To me, by God’s mercy, this effort is valuable and quietly productive. Personally, I do not mind whether students want segregated or mixed gatherings. However, at least in the UK and at university level globally, “same space” teaching is more consistent with how students actually live, and thus more likely to influence their attitudes and conduct outside class.
I am fully aware that many `ulama in India—where I studied—disapprove of “same space” classes for men and women. Yet this disapproval leads to two outcomes. First, a number of students, particularly women, will opt out because they simply do not believe in segregation or do not find it practical. Second, whenever educational resources are segregated, the share allocated to women is almost inevitably smaller than the men’s. In religious learning, such an inequality violates the principle that men and women share the same obligation to fulfill these religious requirements.
Summary
First: The segregation of men and women is not, in itself, an Islamic ideal—even though many assert it is. They may claim Muslims would naturally segregate if not forced otherwise by “modernity,” “feminism,” or “the West.”
Second: The Islamic ideal for male-female relations is “lowering the gaze,” or religious self-restraint, not physical separation. This self-control comes from genuine reverence for God’s commands—different in quality from the self-discipline of purely academic or professional contexts. “Islamic education” aims precisely to build this virtue of self-restraint.
Men “lower their gaze” by controlling their facial and verbal expressions, avoiding suggestive friendliness. Women do likewise but also observe hijab. Hijab is not a “solution” for men’s weakness. Rather, it helps the woman manage her need for attention, also a natural drive. Familiar is the hadith about two women who thought a blind man’s inability to see them meant they did not need hijab, and they were corrected.
Third: If “lowering the gaze” and hijab are practised, my judgment is that it is more practical, fair, and aligned with ordinary life to provide Islamic education in a “same space.” Indeed, it offers a setting to cultivate “lowering the gaze” in practice.
That said, I would never reject a men-only or women-only class, or one where men and women occupy separate spaces. In some parts of the Muslim world, the belief that post-pubescent segregation prevents sinful relations is deeply rooted. Such a custom, not founded directly in the Sunnah, may bring about disadvantages, especially for women’s freedoms. Nevertheless, ensuring men and women alike receive proper religious education is paramount—even if offered through segregated programs, it is better than leaving them without education at all.
Footnotes:
[1] (Q an-Nisa, 4:59) “O believers […] If you are disputing about something, refer it to God and the Messenger, if you believe in God and the Last Day. That is better and more beneficial in the long run.”

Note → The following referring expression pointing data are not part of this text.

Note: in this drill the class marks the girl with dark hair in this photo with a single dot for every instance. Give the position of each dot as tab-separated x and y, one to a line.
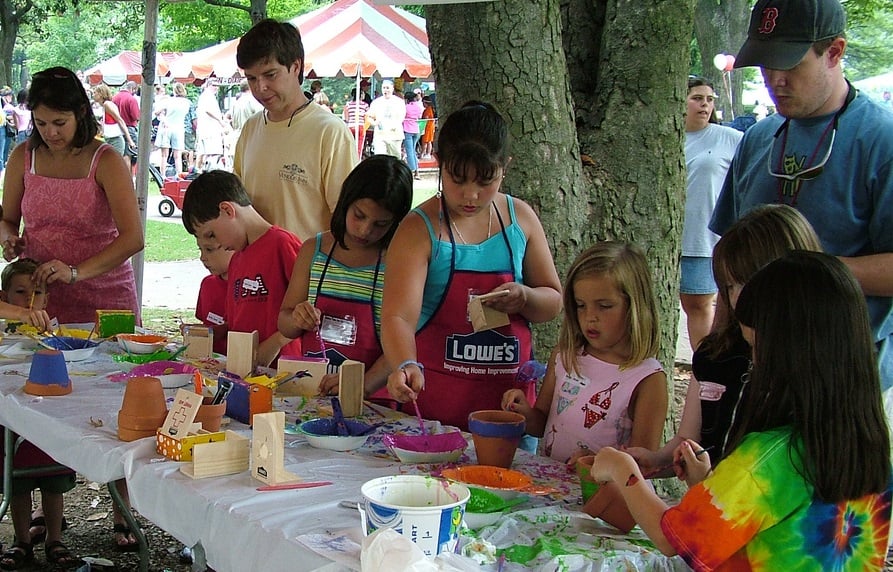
467	241
807	483
76	196
335	290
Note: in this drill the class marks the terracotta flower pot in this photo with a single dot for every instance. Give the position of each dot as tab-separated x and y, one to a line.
48	375
143	409
496	435
608	505
209	415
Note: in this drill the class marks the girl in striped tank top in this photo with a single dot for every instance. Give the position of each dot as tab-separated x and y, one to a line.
333	300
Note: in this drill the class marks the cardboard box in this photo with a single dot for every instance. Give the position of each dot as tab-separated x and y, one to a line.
179	436
112	322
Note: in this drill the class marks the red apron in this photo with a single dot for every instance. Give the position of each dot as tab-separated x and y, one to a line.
467	371
366	347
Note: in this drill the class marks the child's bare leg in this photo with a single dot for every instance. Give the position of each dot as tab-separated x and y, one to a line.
53	504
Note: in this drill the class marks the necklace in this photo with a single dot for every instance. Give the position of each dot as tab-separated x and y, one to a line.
293	113
489	226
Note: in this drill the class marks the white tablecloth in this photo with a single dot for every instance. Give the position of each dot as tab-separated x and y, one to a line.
310	529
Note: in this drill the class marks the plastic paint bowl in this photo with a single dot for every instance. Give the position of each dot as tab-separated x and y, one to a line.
74	349
323	434
475	520
141	343
438	448
426	510
505	483
172	374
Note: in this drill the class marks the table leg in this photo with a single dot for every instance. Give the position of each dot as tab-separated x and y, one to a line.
133	524
8	456
199	561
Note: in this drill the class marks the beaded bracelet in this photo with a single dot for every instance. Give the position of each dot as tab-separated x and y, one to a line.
411	362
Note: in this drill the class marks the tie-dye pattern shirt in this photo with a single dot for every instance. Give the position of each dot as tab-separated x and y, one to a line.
756	512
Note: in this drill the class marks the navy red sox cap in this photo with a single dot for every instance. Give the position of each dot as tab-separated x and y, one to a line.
782	31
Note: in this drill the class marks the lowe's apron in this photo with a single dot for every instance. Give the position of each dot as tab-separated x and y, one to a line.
467	371
347	326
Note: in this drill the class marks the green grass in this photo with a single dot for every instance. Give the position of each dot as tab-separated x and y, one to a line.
168	242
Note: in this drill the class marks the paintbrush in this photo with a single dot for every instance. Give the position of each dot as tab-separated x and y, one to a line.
39	341
679	463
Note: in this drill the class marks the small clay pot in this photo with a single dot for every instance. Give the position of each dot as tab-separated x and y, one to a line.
608	504
144	397
496	435
588	485
209	415
48	375
143	409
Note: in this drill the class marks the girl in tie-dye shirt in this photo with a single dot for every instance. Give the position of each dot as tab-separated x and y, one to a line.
807	484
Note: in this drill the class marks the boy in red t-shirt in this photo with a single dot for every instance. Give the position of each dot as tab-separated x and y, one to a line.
217	208
210	308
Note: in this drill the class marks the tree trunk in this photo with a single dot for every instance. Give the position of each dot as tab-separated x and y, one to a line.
721	27
510	54
615	102
9	30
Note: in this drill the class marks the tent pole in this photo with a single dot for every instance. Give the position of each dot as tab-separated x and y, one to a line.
144	144
356	117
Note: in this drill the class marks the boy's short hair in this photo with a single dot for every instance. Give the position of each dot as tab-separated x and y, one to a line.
16	268
271	40
205	193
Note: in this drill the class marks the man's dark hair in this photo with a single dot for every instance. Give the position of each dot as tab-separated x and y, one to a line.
269	39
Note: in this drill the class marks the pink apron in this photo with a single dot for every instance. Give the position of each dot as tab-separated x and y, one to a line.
467	371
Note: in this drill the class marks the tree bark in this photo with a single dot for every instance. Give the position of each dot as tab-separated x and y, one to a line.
510	54
11	14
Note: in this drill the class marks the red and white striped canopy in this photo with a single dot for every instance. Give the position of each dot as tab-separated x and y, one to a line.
127	66
351	34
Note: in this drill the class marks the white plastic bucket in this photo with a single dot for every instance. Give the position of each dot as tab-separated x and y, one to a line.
424	509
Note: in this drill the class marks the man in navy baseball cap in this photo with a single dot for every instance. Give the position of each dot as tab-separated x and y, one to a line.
828	152
782	31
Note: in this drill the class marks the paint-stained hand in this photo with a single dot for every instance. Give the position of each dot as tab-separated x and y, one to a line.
13	247
328	385
405	384
691	462
512	301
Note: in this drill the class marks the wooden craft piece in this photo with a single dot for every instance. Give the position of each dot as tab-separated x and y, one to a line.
310	372
180	437
268	449
350	387
199	340
241	352
484	317
220	458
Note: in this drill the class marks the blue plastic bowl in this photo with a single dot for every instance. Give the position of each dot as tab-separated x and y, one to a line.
323	434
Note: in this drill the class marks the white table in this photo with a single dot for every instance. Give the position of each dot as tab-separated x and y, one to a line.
240	528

[2] (Q an-Nisa, 4:65) “No! By your Lord, they will not believe until they make you judge in what they disagree about among themselves, then find no resistance within themselves for what you decide, and accept it fully.”
[3] (Q an-Najm, 53:32) “Truly your Lord is vast in forgiveness; He knows you well from when He produced you from the earth and when you were hidden in the wombs of your mothers. So do not ascribe purity to yourselves; He knows best who is truly wary [of sin].”
Informative article
So do you agree with men and women mixed together in Prayers?